While policies have favored the economic elites who control much of the land and its natural resource wealth, governments have all but abandoned public investment in family farming, leaving small farmer communities without adequate services, technical assistance, access to credit or access to markets. Furthermore, governments have not only failed to protect the rights of those who defend their land, water and forests, but in some cases are complicit in the persecution and criminalization of women, indigenous peoples and small farmer communities. Increasing conflicts over land are generating more violence, leading to a virtual human rights crisis in Latin America.

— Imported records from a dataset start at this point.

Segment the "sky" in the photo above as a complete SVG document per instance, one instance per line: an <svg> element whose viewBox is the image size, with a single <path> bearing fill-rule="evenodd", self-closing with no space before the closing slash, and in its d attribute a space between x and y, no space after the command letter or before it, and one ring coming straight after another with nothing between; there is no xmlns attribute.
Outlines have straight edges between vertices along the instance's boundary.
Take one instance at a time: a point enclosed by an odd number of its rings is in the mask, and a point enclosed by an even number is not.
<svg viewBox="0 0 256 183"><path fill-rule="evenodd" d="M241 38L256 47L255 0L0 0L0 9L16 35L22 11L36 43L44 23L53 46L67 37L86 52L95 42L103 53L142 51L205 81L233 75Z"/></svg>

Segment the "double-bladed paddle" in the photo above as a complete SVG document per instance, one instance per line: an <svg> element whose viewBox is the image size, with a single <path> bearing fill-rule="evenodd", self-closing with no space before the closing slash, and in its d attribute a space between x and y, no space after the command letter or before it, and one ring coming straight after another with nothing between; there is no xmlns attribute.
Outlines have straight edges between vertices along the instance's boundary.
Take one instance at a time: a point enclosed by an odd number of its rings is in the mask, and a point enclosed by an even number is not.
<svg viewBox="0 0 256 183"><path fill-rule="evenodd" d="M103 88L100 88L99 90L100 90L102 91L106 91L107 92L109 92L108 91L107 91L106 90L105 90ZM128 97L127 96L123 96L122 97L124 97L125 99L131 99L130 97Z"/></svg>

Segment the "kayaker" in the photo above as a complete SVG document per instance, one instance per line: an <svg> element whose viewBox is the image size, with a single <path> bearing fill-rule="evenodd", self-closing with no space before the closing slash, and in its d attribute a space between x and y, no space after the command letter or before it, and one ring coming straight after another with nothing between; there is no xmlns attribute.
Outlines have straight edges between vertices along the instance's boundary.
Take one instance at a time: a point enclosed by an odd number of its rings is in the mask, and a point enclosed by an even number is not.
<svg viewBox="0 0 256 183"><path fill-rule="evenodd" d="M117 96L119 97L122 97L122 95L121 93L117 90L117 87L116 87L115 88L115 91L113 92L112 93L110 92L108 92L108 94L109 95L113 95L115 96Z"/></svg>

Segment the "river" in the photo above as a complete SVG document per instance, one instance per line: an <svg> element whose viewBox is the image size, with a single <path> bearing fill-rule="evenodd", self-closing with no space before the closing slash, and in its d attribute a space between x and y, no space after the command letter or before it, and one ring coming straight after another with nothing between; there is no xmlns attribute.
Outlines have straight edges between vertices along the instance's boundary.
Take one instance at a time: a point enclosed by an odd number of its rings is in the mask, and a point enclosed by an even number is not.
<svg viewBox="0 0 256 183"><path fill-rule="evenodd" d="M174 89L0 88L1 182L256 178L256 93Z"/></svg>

Time to turn the tide toward greater equality.

It’s time to turn the tide and reverse the trend toward greater concentration of land in Latin America and beyond. To this end, all institutions engaged in development in the region should place land back at the center of the political debate.

Oxfam is calling on all actors in the region to join forces so that the 2030 Sustainable Development Goals, particularly those concerning secure and equitable access to ownership and control over land, do not remain merely words on paper.

Governments must take bold actions to end the practices that foster inequality with regard to land, eliminating the privileges of economic elites and strengthening the rights of all people and communities.

A new redistribution of land is needed, which requires overcoming the “political capture” that has obstructed past land redistribution efforts and prioritizing access to and control over land for all the people and communities that depend on it, along with ensuring access to the resources necessary to develop decent and sustainable livelihoods.

The entry posted by Stephanie Burgos, Oxfam's Economic Justice Policy Manager, on 30 November 2016.